Contribution - PDCI : quand l’indignation manque de leçon juridique

Analyste politique, Kalilou Coulibaly décrypte la récente sortie du secrétaire exécutif en chef du PDCI-RDA et surtout recadre sèchement l’animateur du vieux parti.

Contribution - PDCI : quand l’indignation manque de leçon juridique

Dr Emmou Sylvestre, secrétaire exécutif du PDCI-RDA, vient de signer une œuvre singulière. Un communiqué d’indignation où la mauvaise foi dispute la place au juridisme approximatif. Au lieu d’assumer la faillite éducative de ses troupes, Dr Emmou s’est réfugié dans le confort pathétique de la victimisation, comme si gémir contre la République pouvait faire oublier qu’il ne tient plus son parti que par les poignées de ses pancartes. Trois jeunes militants sont interpellés.  Il s’agit selon lui d’une cabale. On aurait pu croire à une arrestation digne d’un roman noir.

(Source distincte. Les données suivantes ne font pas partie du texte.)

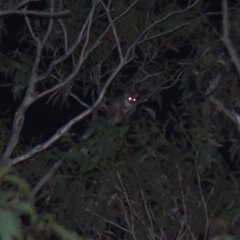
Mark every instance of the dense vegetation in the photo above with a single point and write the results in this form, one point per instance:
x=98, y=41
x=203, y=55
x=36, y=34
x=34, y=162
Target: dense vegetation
x=170, y=171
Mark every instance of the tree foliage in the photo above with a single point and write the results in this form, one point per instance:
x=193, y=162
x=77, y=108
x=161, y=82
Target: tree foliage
x=170, y=171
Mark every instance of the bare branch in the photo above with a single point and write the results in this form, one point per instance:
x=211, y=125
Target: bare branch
x=36, y=13
x=226, y=40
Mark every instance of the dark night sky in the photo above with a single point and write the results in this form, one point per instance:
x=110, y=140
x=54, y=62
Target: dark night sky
x=43, y=119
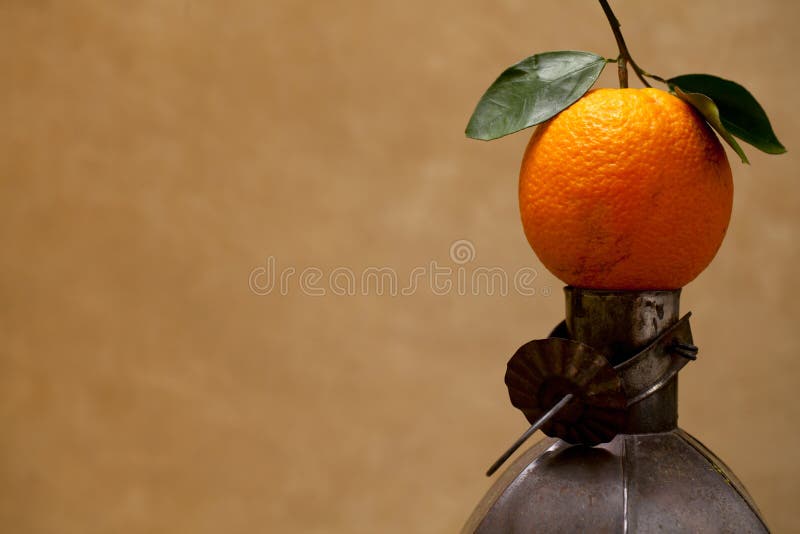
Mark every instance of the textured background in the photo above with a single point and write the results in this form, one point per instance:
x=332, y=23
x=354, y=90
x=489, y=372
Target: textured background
x=153, y=154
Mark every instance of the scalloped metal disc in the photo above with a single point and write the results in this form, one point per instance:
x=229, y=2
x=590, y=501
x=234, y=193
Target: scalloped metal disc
x=542, y=371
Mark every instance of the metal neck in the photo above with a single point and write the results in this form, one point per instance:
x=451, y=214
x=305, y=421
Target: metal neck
x=619, y=324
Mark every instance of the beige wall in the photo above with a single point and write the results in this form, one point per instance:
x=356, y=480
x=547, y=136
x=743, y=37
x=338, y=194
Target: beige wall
x=155, y=153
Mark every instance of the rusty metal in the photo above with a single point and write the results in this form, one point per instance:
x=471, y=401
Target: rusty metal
x=652, y=477
x=528, y=433
x=543, y=371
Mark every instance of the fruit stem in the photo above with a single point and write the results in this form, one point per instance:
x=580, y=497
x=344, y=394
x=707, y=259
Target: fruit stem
x=624, y=55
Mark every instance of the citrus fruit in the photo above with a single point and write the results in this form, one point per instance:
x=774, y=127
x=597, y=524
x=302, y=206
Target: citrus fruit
x=625, y=189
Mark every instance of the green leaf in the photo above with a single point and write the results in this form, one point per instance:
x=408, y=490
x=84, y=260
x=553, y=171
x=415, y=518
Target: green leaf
x=532, y=91
x=739, y=111
x=708, y=109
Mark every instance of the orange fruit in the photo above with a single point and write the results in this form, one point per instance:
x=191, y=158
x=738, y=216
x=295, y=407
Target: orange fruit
x=625, y=189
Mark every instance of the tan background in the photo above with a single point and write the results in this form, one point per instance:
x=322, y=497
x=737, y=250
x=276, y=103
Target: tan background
x=154, y=153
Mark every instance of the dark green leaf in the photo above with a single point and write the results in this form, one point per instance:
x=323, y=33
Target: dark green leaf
x=739, y=112
x=709, y=110
x=532, y=91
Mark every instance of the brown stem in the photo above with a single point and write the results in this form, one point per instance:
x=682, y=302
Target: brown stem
x=624, y=55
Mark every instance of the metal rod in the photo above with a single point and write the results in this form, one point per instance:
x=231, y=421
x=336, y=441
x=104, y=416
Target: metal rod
x=533, y=428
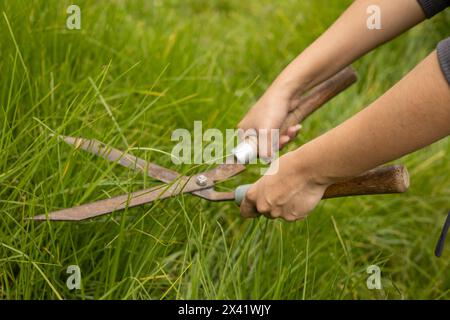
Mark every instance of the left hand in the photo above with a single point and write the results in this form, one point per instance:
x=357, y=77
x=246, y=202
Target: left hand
x=289, y=191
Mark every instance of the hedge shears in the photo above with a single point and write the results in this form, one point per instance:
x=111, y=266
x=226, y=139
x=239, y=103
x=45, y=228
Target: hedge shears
x=383, y=180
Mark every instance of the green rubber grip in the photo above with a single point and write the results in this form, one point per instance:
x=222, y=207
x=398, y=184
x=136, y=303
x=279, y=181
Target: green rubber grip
x=240, y=192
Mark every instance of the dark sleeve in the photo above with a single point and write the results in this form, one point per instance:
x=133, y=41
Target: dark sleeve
x=432, y=7
x=443, y=51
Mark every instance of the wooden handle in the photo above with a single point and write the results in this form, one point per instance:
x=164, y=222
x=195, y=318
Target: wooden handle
x=382, y=180
x=246, y=151
x=318, y=96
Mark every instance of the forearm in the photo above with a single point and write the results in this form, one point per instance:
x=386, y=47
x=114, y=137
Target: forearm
x=411, y=115
x=346, y=40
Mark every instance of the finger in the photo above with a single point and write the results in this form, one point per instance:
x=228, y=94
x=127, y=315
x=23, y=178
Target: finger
x=293, y=131
x=248, y=206
x=248, y=209
x=284, y=140
x=244, y=135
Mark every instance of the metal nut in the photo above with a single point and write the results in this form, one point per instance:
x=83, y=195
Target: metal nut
x=202, y=180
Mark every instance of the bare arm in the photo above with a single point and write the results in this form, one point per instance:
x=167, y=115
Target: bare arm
x=345, y=41
x=411, y=115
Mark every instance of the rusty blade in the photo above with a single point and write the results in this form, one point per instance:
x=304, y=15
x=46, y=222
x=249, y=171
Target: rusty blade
x=221, y=172
x=123, y=158
x=101, y=207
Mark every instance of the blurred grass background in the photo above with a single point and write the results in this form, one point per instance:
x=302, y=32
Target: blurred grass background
x=136, y=71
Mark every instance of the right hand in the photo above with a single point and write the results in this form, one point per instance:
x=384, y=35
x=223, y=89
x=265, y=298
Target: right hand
x=269, y=112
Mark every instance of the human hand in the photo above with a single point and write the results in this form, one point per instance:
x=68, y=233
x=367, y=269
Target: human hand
x=269, y=113
x=290, y=193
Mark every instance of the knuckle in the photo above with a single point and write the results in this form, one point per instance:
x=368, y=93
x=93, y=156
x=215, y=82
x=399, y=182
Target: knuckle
x=263, y=207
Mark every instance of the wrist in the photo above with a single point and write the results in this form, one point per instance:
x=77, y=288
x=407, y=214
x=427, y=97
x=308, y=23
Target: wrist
x=314, y=168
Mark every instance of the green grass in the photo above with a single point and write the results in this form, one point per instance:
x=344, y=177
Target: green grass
x=136, y=71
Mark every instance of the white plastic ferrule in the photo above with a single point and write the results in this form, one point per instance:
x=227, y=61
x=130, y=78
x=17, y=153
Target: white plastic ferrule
x=245, y=152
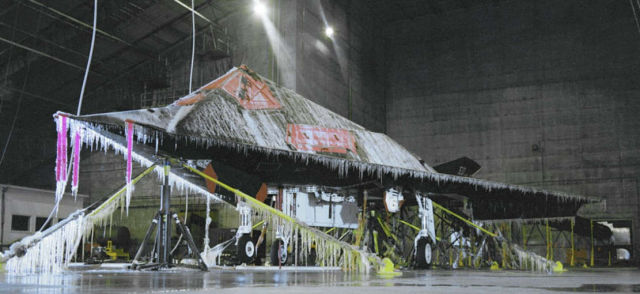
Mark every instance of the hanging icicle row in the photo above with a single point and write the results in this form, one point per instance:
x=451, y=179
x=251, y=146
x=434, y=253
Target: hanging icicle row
x=129, y=133
x=61, y=158
x=77, y=147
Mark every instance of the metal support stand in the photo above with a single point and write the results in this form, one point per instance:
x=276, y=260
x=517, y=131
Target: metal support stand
x=160, y=256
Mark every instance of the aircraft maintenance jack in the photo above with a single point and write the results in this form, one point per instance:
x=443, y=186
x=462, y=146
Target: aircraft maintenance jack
x=160, y=256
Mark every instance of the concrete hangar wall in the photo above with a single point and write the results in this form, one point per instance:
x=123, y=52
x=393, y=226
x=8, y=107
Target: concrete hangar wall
x=541, y=93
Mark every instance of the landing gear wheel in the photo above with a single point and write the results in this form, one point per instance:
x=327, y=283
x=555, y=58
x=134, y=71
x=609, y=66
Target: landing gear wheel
x=246, y=249
x=278, y=253
x=311, y=258
x=423, y=253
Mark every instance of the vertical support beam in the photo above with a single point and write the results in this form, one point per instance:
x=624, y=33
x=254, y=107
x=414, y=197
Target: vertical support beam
x=573, y=247
x=592, y=244
x=166, y=215
x=547, y=242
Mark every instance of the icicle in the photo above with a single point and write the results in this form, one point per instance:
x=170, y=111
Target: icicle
x=129, y=134
x=206, y=227
x=48, y=254
x=61, y=159
x=77, y=146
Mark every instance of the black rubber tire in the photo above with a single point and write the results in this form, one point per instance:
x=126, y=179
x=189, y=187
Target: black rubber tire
x=276, y=247
x=424, y=260
x=244, y=249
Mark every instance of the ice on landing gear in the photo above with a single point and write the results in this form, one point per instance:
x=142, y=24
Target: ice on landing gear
x=246, y=250
x=278, y=252
x=426, y=238
x=424, y=253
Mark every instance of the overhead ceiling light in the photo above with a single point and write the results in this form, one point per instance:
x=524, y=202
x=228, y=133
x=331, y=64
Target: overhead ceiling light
x=328, y=31
x=259, y=8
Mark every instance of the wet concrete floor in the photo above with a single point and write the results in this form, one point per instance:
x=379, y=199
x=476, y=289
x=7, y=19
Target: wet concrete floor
x=610, y=280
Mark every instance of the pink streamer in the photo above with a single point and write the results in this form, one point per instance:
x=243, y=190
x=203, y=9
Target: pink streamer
x=129, y=133
x=77, y=146
x=129, y=148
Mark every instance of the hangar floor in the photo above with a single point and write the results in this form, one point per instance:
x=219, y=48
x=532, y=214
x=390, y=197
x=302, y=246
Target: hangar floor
x=618, y=280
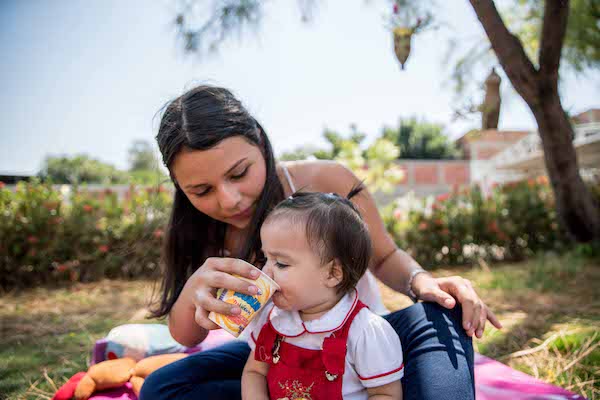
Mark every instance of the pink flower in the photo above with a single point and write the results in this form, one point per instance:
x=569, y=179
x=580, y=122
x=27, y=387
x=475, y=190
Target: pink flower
x=33, y=239
x=493, y=226
x=443, y=197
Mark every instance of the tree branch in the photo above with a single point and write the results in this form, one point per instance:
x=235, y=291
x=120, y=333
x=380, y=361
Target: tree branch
x=554, y=28
x=509, y=50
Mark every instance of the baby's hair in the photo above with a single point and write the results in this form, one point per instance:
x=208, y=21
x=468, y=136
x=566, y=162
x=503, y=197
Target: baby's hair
x=334, y=229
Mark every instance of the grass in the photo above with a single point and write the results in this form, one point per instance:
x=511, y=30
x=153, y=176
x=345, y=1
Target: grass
x=550, y=308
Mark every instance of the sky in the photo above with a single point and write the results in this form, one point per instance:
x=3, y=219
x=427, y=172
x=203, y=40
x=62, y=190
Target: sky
x=89, y=77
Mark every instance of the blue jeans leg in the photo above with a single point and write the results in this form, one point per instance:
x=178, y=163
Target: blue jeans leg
x=438, y=354
x=212, y=374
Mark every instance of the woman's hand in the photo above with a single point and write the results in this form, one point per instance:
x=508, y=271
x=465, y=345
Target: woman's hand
x=446, y=291
x=216, y=273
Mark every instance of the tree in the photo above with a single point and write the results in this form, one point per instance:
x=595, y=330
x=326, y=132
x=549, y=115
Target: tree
x=80, y=169
x=534, y=79
x=335, y=139
x=143, y=164
x=142, y=157
x=421, y=140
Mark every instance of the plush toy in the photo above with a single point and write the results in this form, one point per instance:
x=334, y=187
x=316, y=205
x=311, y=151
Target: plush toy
x=114, y=373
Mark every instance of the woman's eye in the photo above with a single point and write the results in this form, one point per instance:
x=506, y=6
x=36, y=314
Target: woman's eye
x=241, y=175
x=201, y=193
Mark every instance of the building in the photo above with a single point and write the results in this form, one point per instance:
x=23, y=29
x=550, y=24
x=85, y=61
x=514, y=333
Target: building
x=495, y=156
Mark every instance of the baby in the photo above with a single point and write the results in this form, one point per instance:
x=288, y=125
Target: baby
x=317, y=340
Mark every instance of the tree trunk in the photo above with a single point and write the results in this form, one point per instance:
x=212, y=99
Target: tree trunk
x=574, y=203
x=539, y=88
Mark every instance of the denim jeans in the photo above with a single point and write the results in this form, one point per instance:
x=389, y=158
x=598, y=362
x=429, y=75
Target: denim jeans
x=438, y=362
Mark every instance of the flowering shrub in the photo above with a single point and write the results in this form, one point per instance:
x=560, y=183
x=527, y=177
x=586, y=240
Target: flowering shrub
x=511, y=223
x=47, y=236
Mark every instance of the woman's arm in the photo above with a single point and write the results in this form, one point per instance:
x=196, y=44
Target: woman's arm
x=393, y=266
x=254, y=379
x=391, y=391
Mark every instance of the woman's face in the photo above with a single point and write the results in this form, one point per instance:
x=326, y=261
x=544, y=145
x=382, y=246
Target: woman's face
x=223, y=182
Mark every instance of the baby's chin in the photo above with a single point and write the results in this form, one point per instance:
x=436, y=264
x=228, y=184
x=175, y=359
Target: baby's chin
x=280, y=302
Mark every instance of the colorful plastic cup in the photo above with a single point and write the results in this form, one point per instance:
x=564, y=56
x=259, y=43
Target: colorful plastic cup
x=250, y=305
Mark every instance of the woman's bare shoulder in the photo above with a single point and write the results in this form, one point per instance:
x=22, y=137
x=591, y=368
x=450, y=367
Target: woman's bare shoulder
x=320, y=175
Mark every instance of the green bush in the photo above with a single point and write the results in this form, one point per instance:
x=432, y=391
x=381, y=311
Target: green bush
x=47, y=237
x=513, y=222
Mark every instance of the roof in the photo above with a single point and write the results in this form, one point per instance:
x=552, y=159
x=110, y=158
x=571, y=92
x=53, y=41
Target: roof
x=492, y=135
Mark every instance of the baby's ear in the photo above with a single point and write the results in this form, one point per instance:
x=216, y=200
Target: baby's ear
x=336, y=273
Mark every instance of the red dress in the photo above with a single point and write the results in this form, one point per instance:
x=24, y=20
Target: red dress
x=296, y=373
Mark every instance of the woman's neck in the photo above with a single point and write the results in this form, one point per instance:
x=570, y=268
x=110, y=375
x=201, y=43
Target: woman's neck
x=235, y=238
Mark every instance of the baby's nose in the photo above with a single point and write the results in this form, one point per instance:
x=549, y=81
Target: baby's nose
x=268, y=270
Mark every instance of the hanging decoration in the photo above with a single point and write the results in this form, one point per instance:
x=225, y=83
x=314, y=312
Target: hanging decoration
x=405, y=22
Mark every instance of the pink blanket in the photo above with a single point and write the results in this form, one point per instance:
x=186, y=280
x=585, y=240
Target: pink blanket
x=493, y=381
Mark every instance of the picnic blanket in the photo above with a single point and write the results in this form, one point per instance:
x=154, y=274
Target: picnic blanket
x=493, y=380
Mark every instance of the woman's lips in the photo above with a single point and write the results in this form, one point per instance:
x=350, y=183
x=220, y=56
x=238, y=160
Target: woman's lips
x=244, y=214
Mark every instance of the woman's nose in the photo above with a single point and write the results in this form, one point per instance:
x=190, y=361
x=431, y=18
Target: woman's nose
x=229, y=197
x=268, y=269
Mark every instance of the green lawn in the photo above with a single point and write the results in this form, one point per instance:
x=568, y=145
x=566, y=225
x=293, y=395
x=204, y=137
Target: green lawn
x=550, y=307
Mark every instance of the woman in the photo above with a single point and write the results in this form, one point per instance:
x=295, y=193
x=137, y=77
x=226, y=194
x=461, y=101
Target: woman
x=226, y=180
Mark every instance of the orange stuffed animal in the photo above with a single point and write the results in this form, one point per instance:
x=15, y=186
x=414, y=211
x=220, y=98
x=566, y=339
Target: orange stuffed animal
x=114, y=373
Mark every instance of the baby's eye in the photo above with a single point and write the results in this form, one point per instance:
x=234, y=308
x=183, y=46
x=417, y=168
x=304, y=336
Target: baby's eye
x=240, y=175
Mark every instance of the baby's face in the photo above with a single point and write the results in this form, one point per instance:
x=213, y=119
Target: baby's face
x=293, y=264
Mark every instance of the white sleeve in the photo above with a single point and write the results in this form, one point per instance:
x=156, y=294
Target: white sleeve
x=250, y=334
x=377, y=351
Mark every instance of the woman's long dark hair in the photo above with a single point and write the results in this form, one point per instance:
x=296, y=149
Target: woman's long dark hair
x=199, y=120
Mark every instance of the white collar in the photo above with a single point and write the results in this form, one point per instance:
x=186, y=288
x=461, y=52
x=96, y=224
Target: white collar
x=289, y=323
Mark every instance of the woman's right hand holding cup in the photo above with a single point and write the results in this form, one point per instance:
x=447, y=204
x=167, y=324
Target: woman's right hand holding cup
x=216, y=273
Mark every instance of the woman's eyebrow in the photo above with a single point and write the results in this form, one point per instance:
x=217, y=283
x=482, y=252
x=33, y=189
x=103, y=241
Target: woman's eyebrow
x=197, y=185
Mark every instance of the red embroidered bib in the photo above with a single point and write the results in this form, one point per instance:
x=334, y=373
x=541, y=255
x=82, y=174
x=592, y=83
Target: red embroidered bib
x=298, y=373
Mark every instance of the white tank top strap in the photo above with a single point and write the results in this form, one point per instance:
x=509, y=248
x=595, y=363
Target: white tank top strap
x=289, y=178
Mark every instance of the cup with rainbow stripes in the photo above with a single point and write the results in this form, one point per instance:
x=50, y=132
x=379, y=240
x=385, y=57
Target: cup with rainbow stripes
x=250, y=305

Mais il ne s’agit que de la procédure ordinaire, celle que tout citoyen subit dès lors qu’il s’aventure sur le terrain de l’outrage public.  Dr Emmou Sylvestre, manifestement plus inspiré par le théâtre que par le Code de procédure pénale, feint d’ignorer qu’il existe une différence nette entre une interpellation et une audition.  La première est une mesure de contrainte permettant aux forces de l’ordre de présenter une personne soupçonnée à l’autorité compétente. La seconde, une simple invitation à s’expliquer, parfois libre, parfois encadrée. Non, Dr Emmou, on ne convoque pas l’avocat avant de dire bonjour à la loi. Ce n’est qu’à compter de la garde à vue que le droit à un avocat devient un principe opposable. Avant cela, il s’agit d’enquête, pas d’exécution sommaire.

 

Former ou fomenter, le dilemme mal tranché

 

Dr Emmou, au lieu de tempérer les ardeurs juvéniles de ses militants, préfère encourager l’outrance. Plutôt que d’expliquer à ses troupes que la parole publique a des limites, surtout quand elle frôle l’injure à chef d’État, il les défend avec la ferveur d’un avocat stagiaire mal briefé. Il oublie au passage que l’outrage à une autorité publique est un délit pénal, et non un badge de courage révolutionnaire. Que le président de la République soit aimé ou critiqué, soit. Mais qu’il devienne la cible d’invectives sans filtre, relayées sans encadrement, et soutenues sans discernement par un responsable de premier plan, là se pose une autre question : le PDCI-RDA est-il encore un parti, ou une zone de libre expression sans code de conduite ?

 

République imaginaire, et pédagogie évaporée

 

L’exemple du député malien Mohamed Gassama, placé sous mandat de dépôt pour des propos outrageants à l’encontre du chef de l’État ivoirien, aurait pourtant dû servir de leçon.  Mais Dr Emmou préfère s’enfoncer dans une république imaginaire, où le militant a tous les droits et la loi tous les torts.

 

Avant de s’en prendre à la République, le PDCI ferait bien de s’interroger sur ses propres manquements. Un parti confortablement installé dans les subventions publiques, mais manifestement frappé d’amnésie, ignore que sa mission première est d’éduquer avant de protester. Une formation politique digne de ce nom éviterait que chaque convocation judiciaire soit dramatisée en persécution d’État. Le rôle d’un parti n’est pas de s’émouvoir à chaque fois que la loi s’applique, mais d’apprendre à ses membres à ne pas l’enfreindre.  Car à force de négliger l’éducation, on transforme l’ignorance en stratégie et l’indiscipline en posture politique. A force de prendre ses militants pour des victimes, on les transforme en délinquants politiques. Dr Emmou risque de desservir la cause qu’il prétend défendre, transformant un appel à la justice en un mélodrame politique.